I agree with him thus far, because it seems to me that when the valuer is
making his valuation in 1980, he is not just making a valuation on the basis of
an unexpired term of 10 years; he is making a valuation on the basis of an
unexpired term of 10 years with a rent review clause after five of those years.

But I cannot
travel any further with Mr Pryor because on the second review, when it takes place,
the additional premium of £7,500 remains unchanged. The only thing that may
change is the fair market rent and so, although the valuer in 1980 must take
into account the fact that there is going to be another rent review in five
years’ time, the only matter of relevance which he may derive from that fact is
that there may be an increase in the fair market rent. The premium of £7,500,
being constant, is in my judgment wholly immaterial.

We can test
the point in a very simple way. Let us suppose that clause (2) provided not
merely that there should be, in 1985, a revised fair market rent but also that
the premium was going to be doubled to £15,000. If that had been the situation,
it would have been appropriate, in my judgment, for the valuer in 1980 to take
into account (i) the fact that the fair market rent would be revised, and (ii)
the fact that the premium would be doubled. In each case, however,
the only relevant matter for the valuer in 1980 would be the increase — ie the
probable increase in the fair market rent and the certain increase in the
premium.

On that
reasoning it seems to me that, although the words ‘the terms and conditions of
this lease’ are apt to include clause (2) of the fifth schedule, the valuer in
1980 can only take into account clause (2) of the fifth schedule in so far as
it is relevant to the exercise he is carrying out; and for the purposes of that
exercise the premium, being constant, is wholly irrelevant.

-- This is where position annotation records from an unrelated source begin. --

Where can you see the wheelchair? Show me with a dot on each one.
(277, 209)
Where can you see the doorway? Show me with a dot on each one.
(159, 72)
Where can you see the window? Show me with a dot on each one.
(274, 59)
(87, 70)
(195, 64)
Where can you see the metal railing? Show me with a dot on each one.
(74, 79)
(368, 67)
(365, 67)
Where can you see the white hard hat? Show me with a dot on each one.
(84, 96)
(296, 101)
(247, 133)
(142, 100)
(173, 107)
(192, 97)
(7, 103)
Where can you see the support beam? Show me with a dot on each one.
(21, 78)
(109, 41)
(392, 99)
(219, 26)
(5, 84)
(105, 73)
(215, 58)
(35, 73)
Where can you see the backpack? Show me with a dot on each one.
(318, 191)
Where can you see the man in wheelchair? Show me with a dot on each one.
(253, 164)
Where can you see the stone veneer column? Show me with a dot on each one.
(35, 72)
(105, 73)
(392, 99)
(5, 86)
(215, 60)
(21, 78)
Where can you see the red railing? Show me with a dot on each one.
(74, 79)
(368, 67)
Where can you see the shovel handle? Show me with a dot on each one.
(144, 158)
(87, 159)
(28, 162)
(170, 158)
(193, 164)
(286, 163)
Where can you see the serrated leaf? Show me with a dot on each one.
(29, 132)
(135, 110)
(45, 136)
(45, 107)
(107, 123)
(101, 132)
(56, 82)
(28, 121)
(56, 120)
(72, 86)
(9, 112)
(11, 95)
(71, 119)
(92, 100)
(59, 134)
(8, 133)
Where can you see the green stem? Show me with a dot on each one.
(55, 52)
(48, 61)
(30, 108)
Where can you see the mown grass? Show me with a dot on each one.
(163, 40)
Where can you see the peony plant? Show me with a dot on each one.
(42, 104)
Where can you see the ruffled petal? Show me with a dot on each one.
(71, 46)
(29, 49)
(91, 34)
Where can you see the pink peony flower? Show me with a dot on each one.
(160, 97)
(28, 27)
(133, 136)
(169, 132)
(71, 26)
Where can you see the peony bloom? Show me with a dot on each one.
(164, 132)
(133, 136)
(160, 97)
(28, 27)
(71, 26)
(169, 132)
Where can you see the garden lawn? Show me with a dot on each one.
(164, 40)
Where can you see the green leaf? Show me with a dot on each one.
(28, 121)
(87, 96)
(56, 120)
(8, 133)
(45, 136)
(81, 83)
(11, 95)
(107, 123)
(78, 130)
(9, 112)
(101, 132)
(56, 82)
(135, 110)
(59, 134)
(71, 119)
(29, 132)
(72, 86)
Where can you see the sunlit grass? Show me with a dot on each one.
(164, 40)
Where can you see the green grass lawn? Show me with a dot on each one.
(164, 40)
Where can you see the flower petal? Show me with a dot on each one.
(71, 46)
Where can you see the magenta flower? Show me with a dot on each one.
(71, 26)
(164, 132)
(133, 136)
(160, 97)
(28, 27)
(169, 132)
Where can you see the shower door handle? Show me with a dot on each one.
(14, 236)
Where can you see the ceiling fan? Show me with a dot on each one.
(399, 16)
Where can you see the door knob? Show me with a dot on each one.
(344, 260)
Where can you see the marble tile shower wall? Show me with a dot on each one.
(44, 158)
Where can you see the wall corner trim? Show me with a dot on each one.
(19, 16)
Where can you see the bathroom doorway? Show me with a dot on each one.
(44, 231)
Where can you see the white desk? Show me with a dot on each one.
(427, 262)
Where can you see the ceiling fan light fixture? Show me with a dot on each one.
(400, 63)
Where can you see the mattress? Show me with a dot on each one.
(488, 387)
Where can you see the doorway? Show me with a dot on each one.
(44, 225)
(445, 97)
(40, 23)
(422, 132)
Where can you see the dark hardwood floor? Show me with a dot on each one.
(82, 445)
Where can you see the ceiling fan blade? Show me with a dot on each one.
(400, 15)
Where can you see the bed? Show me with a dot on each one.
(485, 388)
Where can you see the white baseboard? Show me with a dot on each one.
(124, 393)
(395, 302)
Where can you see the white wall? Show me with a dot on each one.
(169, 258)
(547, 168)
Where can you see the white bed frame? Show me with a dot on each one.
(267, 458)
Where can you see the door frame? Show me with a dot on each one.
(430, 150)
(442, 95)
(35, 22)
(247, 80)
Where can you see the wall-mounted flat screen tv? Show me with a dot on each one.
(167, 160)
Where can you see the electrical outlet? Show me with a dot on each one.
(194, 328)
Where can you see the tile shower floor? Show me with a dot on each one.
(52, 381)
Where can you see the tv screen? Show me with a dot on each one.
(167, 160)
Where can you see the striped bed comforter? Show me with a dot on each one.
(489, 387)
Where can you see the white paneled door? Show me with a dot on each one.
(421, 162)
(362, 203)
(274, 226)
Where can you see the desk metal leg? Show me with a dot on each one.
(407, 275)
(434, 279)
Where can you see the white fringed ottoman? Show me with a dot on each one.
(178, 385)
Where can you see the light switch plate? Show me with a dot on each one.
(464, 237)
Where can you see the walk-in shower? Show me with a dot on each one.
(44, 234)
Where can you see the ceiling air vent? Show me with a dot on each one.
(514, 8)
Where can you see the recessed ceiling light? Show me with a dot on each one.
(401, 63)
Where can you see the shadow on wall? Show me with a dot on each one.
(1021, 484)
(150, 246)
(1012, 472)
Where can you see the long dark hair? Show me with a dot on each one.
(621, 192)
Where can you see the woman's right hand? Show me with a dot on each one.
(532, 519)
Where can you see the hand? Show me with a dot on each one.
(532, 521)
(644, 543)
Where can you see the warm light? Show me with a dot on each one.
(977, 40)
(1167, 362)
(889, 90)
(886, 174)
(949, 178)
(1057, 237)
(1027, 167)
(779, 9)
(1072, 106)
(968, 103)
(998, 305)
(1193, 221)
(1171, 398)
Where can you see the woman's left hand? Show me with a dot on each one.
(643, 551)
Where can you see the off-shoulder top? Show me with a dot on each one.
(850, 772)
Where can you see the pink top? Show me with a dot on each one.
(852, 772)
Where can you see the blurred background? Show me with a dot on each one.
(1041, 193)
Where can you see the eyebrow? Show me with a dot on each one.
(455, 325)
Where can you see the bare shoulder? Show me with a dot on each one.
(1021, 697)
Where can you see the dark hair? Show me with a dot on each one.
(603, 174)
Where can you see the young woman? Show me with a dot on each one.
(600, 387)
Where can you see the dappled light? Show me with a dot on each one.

Indeed, I am bound
to say that I have formed the impression that Mr Pryor’s argument really
produces the same kind of absurdity (though not to the same degree) as the
argument which the learned judge rightly rejected when he said that the valuer,
in 1980, was not to take into account the premium of £7,500 which was to be
added on to the fair rental value which his task then was to assess.

For these
reasons I, too, would allow the appeal. I also agree with the order which my
lord has proposed.

WALLER LJ also
agreed and did not add anything.

The appeal
was allowed with costs in Court of Appeal and below.